For this study morbidly obese subjects and non-obese subjects had been evaluated with Positron Emission Tomography (PET) in conjunction with [11C]raclopride to measure DA D2 receptors (Volkow et al., 1993a) and with [18F]FDG to measure brain glucose metabolism (Wang et al., 1992). We hypothesized that DA D2 receptors would be associated with metabolism in prefrontal regions (DLPFC, CG and orbitofrontal cortex).
Ten morbidly obese subjects (5 women and 5 men, mean 35.9±10 years of age) with mean body mass (BMI: weight in kilograms divided by the square of height in meters) of 51±5 kg/m2 were selected from a pool of obese subjects who responded to an advertisement. Twelve non-obese subjects (6 women and 6 men, mean 33.2±8 years of age) with mean BMI of 25±3 kg/m2 were selected for comparison. Participants were screened carefully with a detailed medical history, physical and neurological examination, EKG, routine blood tests, and urine toxicology for psychotropic drugs to ensure they fulfilled inclusion and exclusion criteria. Inclusion criteria were: 1) ability to understand and give informed consent; 2) BMI>40 kg/m2 for the obese subjects and BMI<30 kg/m2 for the comparison subjects and 3) 20–55 years of age. Exclusion criteria were: (1) current or past psychiatric and/or neurological disease, (2) head trauma with loss of consciousness greater than 30 min, (3) hypertension, diabetes and medical conditions that may alter cerebral functioning, (4) use of anorexic medications or surgical procedures for weight loss in the past 6 months, (5) prescription medication(s) in the past 4 weeks, (6) past or present history of alcohol or drug abuse (including cigarette smoking). Subjects were instructed to discontinue any over-the-counter medication or nutrition supplements 1 week prior to the scan. Pre-scan urine tests were done to ensure absence of psychoactive drug use.
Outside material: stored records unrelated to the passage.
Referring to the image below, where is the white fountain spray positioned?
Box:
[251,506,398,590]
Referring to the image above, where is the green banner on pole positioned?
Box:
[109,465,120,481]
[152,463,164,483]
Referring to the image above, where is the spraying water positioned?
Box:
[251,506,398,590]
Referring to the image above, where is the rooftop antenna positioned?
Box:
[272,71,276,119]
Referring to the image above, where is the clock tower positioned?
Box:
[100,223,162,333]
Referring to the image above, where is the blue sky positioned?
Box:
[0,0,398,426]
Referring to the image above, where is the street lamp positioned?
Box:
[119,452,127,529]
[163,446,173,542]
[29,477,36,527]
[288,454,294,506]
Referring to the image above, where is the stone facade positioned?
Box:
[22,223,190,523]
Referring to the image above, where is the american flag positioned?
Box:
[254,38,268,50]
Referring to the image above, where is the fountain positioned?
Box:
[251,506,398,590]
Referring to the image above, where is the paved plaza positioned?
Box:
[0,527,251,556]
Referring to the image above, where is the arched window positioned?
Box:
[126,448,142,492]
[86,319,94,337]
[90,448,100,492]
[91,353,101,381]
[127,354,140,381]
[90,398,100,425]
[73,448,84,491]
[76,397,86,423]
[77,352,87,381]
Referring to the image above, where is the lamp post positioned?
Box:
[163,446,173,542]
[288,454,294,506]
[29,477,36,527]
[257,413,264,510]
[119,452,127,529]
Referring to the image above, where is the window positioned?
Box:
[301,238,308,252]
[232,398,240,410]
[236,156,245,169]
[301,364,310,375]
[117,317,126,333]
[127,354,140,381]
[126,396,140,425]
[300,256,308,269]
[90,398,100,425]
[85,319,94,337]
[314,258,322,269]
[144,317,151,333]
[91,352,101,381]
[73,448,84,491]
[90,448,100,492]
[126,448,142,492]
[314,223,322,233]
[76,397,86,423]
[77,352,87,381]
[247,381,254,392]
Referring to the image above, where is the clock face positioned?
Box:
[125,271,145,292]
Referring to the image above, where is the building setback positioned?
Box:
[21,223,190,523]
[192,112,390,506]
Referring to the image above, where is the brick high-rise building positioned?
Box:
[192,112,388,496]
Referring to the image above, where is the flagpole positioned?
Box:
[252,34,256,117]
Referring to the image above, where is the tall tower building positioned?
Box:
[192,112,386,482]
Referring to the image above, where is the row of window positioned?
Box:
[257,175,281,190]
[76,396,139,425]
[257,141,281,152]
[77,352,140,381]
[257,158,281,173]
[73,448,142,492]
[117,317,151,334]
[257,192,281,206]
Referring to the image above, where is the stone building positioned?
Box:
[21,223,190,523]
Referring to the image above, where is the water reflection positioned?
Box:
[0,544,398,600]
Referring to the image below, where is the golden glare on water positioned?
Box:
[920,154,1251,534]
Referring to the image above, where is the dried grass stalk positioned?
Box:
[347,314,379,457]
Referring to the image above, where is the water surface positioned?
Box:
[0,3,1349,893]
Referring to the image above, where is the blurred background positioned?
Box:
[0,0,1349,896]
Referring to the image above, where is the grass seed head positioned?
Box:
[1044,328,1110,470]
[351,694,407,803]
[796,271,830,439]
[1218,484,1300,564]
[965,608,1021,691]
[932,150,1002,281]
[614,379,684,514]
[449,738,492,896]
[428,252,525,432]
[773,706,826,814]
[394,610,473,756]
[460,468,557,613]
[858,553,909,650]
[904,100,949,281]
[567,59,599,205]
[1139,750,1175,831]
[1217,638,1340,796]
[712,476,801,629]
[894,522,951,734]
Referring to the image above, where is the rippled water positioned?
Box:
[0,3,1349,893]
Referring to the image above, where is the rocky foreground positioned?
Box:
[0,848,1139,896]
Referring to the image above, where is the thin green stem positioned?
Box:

Signed informed consents were obtained from the subjects prior to participation as approved by the Institutional Review Board at Brookhaven National Laboratory. PET imaging
PET scans were performed with a CTI-931 (Computer Technologies, Incorporated, Knoxville, Tenn.) tomograph (resolution 6×6×6.5 mm FWHM, 15 slices) with [11C]raclopride and [18F]FDG. Details on procedures for positioning, arterial and venous catheterization, quantification of radiotracer and transmission and emission scans have been published for [11C]raclopride (Volkow et al., 1993a), and for [18F]FDG (Wang et al., 1992). Briefly for [11C]raclopride, dynamic scans were started immediately after iv injection of 4–10 mCi (specific activity>0.25 Ci/μmol at time of injection) for a total of 60 min. For [18F]FDG, one emission scan (20 min) was taken 35 min after an iv injection of 4–6 mCi of [18F]FDG. The scans were done on the same day; the [11C]raclopride scan was done first and was followed by [18F]FDG, which was injected 2 h after [11C]raclopride to allow for the decay of 11C (half-life 20 min). During the study subjects were kept lying in the PET camera with their eyes open; the room was dimly lit and noise was kept at a minimum. A nurse remained with the subjects throughout the procedure to ensure that the subject did not fall asleep during the study.
Image and data analysis
Regions of interest (ROI) in the [11C]raclopride images were obtained for striatum (caudate and putamen) and for cerebellum. The ROI were initially selected on an averaged scan (activity from 10–60 min for [11C]raclopride), and were then projected to the dynamic scans as previously described (Volkow et al., 1993a). The time activity curves for [11C] raclopride in striatum, and cerebellum and the time activity curves for unchanged tracer in plasma were used to calculate distribution volumes (DV) using a graphical analysis technique for a reversible system (Logan Plots) (Logan et al., 1990). The parameter Bmax/Kd, obtained as the ratio of the DV in striatum to that in cerebellum (DVstriatum/DVcerebellum) minus 1, was used as a model parameter of DA D2 receptor availability. This parameter is insensitive to changes in cerebral blood flow (Logan et al., 1994).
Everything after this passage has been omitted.